Real Housewives of New York alumni, Bethenny Frankel is one celebrity that has never been afraid to share her thoughts with fans on social media. Whether it’s sharing her favorite drugstore makeup product or announcing her new line of swimwear, Frankel has always been an open book. Now, the star is opening up and getting real about unrealistic body image standards for women in hopes of fighting these harmful ideologies.
Last night, Frankel posted a slideshow of photos of her in a bikini to illustrate to fans the danger of photoshopping on social media.
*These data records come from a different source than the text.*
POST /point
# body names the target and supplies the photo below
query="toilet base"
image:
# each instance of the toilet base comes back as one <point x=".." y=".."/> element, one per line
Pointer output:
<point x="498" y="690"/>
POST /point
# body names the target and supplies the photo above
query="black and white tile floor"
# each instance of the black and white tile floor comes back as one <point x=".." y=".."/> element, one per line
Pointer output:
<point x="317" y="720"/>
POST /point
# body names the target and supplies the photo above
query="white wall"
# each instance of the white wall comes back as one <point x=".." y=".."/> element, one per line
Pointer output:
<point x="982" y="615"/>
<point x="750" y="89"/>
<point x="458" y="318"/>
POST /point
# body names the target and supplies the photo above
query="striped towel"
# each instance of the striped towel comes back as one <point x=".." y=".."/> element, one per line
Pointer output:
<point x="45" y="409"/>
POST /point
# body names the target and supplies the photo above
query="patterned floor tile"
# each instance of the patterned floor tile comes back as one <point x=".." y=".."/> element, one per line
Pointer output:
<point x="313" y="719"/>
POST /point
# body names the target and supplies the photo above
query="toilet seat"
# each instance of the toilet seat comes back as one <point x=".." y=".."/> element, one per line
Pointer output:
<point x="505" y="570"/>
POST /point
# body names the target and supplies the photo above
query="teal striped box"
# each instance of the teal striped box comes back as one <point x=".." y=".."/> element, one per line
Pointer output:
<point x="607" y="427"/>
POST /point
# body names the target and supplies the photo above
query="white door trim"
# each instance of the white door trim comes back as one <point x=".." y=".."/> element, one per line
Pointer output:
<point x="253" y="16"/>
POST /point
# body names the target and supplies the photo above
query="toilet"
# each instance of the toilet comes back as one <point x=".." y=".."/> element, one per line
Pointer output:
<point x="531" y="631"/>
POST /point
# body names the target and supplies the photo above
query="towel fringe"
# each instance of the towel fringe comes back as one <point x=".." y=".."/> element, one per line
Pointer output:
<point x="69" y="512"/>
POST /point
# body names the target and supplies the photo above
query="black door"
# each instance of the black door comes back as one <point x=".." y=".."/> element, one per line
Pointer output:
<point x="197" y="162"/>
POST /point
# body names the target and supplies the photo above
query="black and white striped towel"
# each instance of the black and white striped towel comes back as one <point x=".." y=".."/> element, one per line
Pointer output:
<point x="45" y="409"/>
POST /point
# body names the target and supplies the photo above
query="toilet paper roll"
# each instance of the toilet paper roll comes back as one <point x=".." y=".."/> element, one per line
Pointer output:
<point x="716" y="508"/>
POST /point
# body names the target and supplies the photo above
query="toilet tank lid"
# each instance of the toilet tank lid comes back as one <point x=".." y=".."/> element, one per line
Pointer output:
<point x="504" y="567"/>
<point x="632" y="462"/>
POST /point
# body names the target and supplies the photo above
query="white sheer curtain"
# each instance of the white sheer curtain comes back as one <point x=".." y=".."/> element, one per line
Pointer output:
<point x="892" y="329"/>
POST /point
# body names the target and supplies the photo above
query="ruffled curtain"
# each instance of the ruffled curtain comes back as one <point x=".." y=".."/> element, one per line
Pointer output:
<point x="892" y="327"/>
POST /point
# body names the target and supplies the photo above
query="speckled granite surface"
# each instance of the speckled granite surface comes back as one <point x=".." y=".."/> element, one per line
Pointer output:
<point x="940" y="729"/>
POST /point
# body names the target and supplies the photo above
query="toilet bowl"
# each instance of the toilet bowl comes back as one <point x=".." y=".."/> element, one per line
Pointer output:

The slideshow started with a photoshopped image of Frankel—her waist noticeably tiny—followed by the unedited photo and then a side by side. “This is NOT what I look like and you know that bc I’m not vain and show you the real me,” Frankel candidly said in the caption, “but, if I posted a version of this every day you might start to believe that it might be. This is just how distorted this has all gotten” she shared.
Frankel’s words highlight the dangers of both believing everything you see online and of enforcing unrealistic beauty standards. “Filtering is lying: it is deceptive. It makes women feel badly about themselves,” she goes on. “It makes young girls insecure and obsessed with an unattainable perfection. It makes middle aged women and mothers feel insecure about themselves. This creates a false ideal for men. It’s the opposite of inspirational. It’s destructive. It’s irresponsible.”
Frankel’s honest insta caption is not the first time the star has aired her thoughts on society’s obsession with looking good. This past July, she shared with her TikTok audience that “staying thin” has never been her priority. “I don’t exercise. I do what I can, when I can,” she explains. “I’ll snowboard if I can, I’ll surf if I can. I’ll walk on the beach… but I choose sleep first. Sleep is the number one priority, and being happy is the number one priority.”
In the age of social media, it is easy for women of all ages to get bogged down in trying to achieve the impossible, celebrity beauty standards. When times get tough and insecurities arise, we could all benefit from adapting Frankel’s outlook on life and shift our focus to what really matters: feeling our best.